Karen Fawcett

About Karen Fawcett

Working from the home studio, I finish all of the sculptures myself, including final detailed clay work and colour painting/glazing. As well as researching existing projects, I am always looking for better ways of doing things and I like the challenge of undertaking new subjects. In addition to running the business we also have four children to look after, which can be quite challenging at times.

At the studio we are committed to creating lifelike sculptures using the British countryside as our inspiration. The first stage of the process is to choose a subject. This then needs to be researched using photographs, video material and study of an actual specimen if at all possible. Research is important to understanding the form of the subject, and getting the finer details of feathering and colour correct. Each piece is unique. We aim to capture not just the look, but also the spirit and personality of the subject, making it appear much more alive - as though it could move at any moment.

Some of our works are glazed to provide a more robust outdoor finish. Where more detailed colour is needed for lifelike representation of the original subject, we carefully paint the fired sculpture with weatherproof paints - although not as durable as an outdoor glaze, this finish is guaranteed to last at least 5 years.

I work with my family - Colin Fawcett completed his Master of Arts degree in 2015. He has since developed a working methodology for casting birds’ legs in pewter, especially for the larger birds. Michael Fawcett is responsible for the initial clay work and underpainting the fired result.

The production of the first sculpture in solid clay puts our detailed research to the test. When the sculpture is deemed acceptable, then a plaster mould is made. This gives us the ability to make consistent forms, as well as then being able to line the two halves of the mould with clay and make a hollow replica of the original sculpture (just like an Easter egg). If this were the end of the process, we could be accused of just making endless replicas using the mould. This is NOT what we do.
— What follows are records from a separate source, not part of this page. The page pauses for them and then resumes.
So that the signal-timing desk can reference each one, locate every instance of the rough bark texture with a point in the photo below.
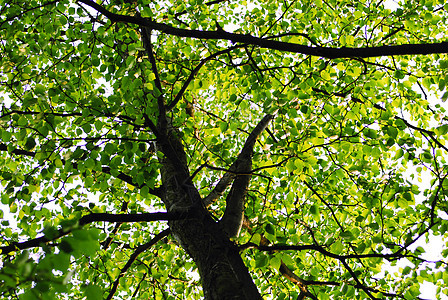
(222, 271)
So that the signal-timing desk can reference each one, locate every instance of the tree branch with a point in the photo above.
(327, 52)
(242, 168)
(94, 217)
(133, 257)
(126, 178)
(193, 74)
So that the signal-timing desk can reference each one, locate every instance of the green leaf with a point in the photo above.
(93, 292)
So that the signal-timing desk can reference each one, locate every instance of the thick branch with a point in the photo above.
(234, 213)
(95, 217)
(332, 53)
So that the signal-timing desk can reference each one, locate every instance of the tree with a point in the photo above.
(283, 148)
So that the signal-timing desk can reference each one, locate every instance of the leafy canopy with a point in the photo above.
(349, 176)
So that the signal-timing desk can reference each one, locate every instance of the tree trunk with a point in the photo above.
(223, 273)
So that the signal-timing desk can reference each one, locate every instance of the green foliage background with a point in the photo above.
(338, 170)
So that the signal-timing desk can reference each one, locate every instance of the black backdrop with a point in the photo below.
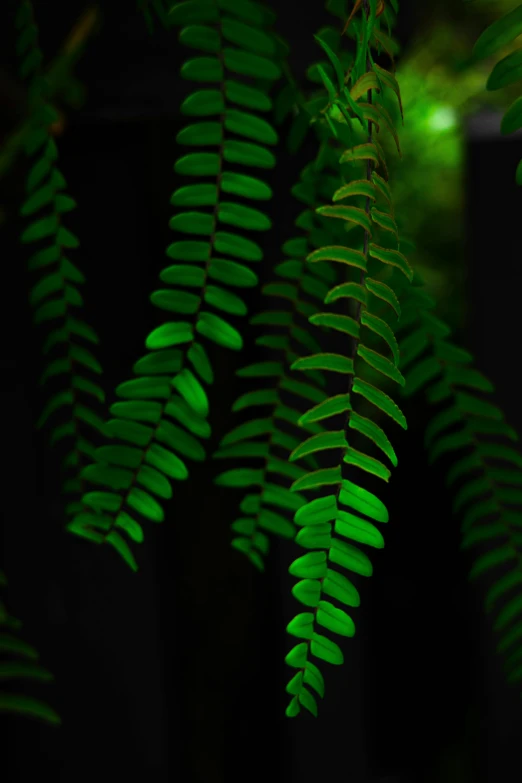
(177, 671)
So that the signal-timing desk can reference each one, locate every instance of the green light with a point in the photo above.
(442, 118)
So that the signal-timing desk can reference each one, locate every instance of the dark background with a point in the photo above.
(177, 672)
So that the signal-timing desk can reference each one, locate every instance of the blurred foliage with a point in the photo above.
(441, 86)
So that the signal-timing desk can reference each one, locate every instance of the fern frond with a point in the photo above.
(272, 437)
(346, 515)
(72, 370)
(508, 70)
(19, 662)
(486, 475)
(149, 449)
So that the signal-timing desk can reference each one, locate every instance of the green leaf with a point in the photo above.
(317, 478)
(333, 362)
(334, 619)
(182, 412)
(301, 626)
(314, 678)
(309, 566)
(247, 97)
(339, 254)
(219, 331)
(201, 134)
(166, 362)
(297, 656)
(138, 411)
(142, 388)
(368, 464)
(325, 649)
(372, 431)
(320, 442)
(380, 400)
(339, 587)
(125, 456)
(343, 323)
(384, 292)
(243, 217)
(498, 34)
(232, 244)
(308, 592)
(314, 537)
(245, 186)
(275, 523)
(192, 392)
(193, 223)
(330, 407)
(362, 500)
(173, 333)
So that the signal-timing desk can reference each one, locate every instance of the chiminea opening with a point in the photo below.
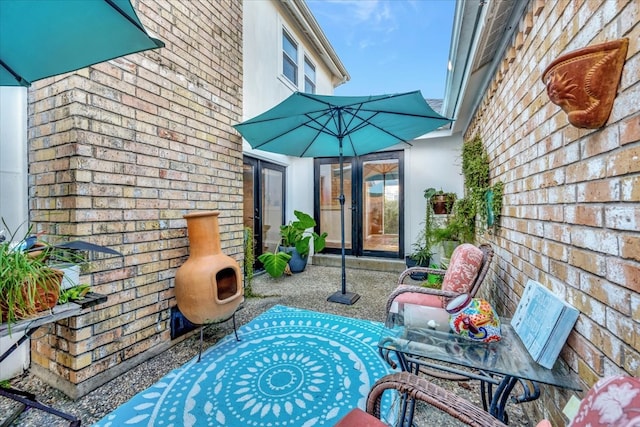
(226, 283)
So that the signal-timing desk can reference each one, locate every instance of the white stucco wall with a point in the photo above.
(13, 159)
(13, 198)
(430, 162)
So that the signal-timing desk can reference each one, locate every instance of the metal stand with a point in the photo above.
(235, 331)
(347, 298)
(342, 297)
(29, 327)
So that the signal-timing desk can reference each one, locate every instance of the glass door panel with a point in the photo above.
(380, 205)
(373, 203)
(329, 189)
(272, 208)
(263, 203)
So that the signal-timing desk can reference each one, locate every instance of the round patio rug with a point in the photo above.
(291, 367)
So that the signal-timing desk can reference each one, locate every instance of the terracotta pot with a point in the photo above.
(442, 204)
(584, 82)
(209, 284)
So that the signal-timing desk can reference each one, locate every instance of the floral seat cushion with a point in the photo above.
(465, 264)
(613, 401)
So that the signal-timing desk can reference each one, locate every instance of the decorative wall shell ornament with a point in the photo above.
(584, 82)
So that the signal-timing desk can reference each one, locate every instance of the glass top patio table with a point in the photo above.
(507, 357)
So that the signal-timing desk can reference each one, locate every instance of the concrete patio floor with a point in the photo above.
(308, 290)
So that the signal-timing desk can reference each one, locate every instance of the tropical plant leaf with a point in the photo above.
(275, 263)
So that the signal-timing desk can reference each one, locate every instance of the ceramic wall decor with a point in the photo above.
(584, 82)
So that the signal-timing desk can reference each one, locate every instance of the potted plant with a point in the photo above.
(28, 284)
(442, 202)
(421, 255)
(295, 242)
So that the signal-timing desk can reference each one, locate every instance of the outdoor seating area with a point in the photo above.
(306, 290)
(261, 213)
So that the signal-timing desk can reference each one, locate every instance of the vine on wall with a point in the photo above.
(482, 205)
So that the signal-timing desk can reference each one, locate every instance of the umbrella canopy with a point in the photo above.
(40, 39)
(308, 125)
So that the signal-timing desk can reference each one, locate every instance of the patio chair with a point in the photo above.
(611, 401)
(468, 268)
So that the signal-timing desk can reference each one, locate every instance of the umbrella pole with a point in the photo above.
(343, 297)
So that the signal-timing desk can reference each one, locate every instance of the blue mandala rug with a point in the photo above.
(291, 368)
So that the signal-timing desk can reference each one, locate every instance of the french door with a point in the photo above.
(374, 203)
(264, 190)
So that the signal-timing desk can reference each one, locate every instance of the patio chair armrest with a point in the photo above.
(417, 289)
(416, 269)
(419, 388)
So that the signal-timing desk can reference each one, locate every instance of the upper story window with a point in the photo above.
(309, 76)
(289, 58)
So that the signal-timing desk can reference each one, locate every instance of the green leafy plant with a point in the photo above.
(74, 293)
(463, 224)
(294, 234)
(422, 248)
(249, 260)
(28, 283)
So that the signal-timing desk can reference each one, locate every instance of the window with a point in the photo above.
(289, 58)
(309, 76)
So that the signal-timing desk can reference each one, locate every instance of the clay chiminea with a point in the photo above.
(584, 82)
(209, 284)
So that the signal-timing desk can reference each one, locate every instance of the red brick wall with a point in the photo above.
(571, 214)
(119, 152)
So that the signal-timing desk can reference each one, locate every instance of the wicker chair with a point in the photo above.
(419, 388)
(487, 251)
(611, 401)
(443, 296)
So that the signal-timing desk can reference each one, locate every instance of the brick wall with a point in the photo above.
(571, 214)
(119, 152)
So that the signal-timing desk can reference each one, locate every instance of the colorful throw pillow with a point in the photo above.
(613, 401)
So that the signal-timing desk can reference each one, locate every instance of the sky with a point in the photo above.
(389, 46)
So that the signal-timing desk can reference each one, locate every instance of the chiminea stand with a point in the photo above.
(29, 326)
(235, 330)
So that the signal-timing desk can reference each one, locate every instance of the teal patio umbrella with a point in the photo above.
(44, 38)
(308, 125)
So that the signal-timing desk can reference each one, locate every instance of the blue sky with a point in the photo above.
(389, 46)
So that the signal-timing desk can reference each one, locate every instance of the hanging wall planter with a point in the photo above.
(584, 82)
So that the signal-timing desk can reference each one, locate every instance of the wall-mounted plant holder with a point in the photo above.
(584, 82)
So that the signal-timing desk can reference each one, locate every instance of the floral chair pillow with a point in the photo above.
(613, 401)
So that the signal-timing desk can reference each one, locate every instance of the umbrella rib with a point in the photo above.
(124, 15)
(13, 73)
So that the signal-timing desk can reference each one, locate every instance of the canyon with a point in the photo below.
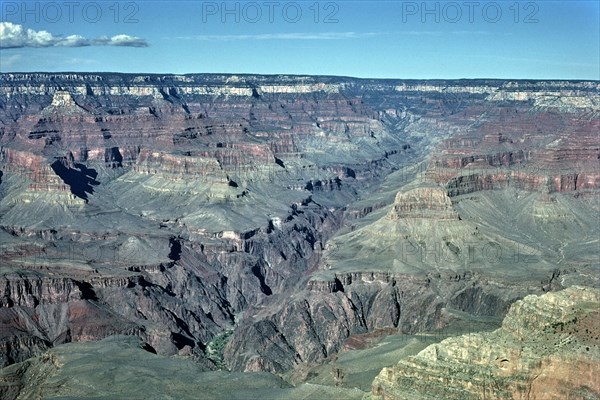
(263, 230)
The clay cast loses detail during the moulding process, but here we are more interested in getting the body shape and size from the mould, not the final detail. Once the two halves are joined together, then the process of adding the fine detail begins. This includes the details of individual feathers or fur, the position of the head and limbs, and most important of all, the eyes. This is where the detailed research done earlier becomes invaluable. Each piece is crafted individually, so if you compare two thrushes, for example, there will be definite differences in the feathering and the colouring. This process also gives us the opportunity to position the head (or ears, etc.) at any desired posture, looking right, looking down, or left, for example. This is then fired at 1250`C for 6 hours, making the piece frost and weather proof. When cool, the piece is examined for flaws - only perfect pieces make it to the final process.

The fired pieces can now be either painted or glazed. We would prefer to glaze all our pieces, but this process is a bit hit and miss, and it does not gives us the fine colour control we want, to achieve a realistic end result. Consequently all our smaller birds tend to be painted, because fine colour detail is important for realism. Most of our mammals are glazed. Glazing involves a second firing to bond the glaze to the clay and invoke the chemical reactions that give the final glaze colours. After this stage the legs are glued into the body of the bird, or the wooden post is glued to the bird, using epoxy resin. Once set, unglazed items are under-painted (a base layer) before the final colour painting can be done, ensuring we achieve a faithful representation of the original specimen.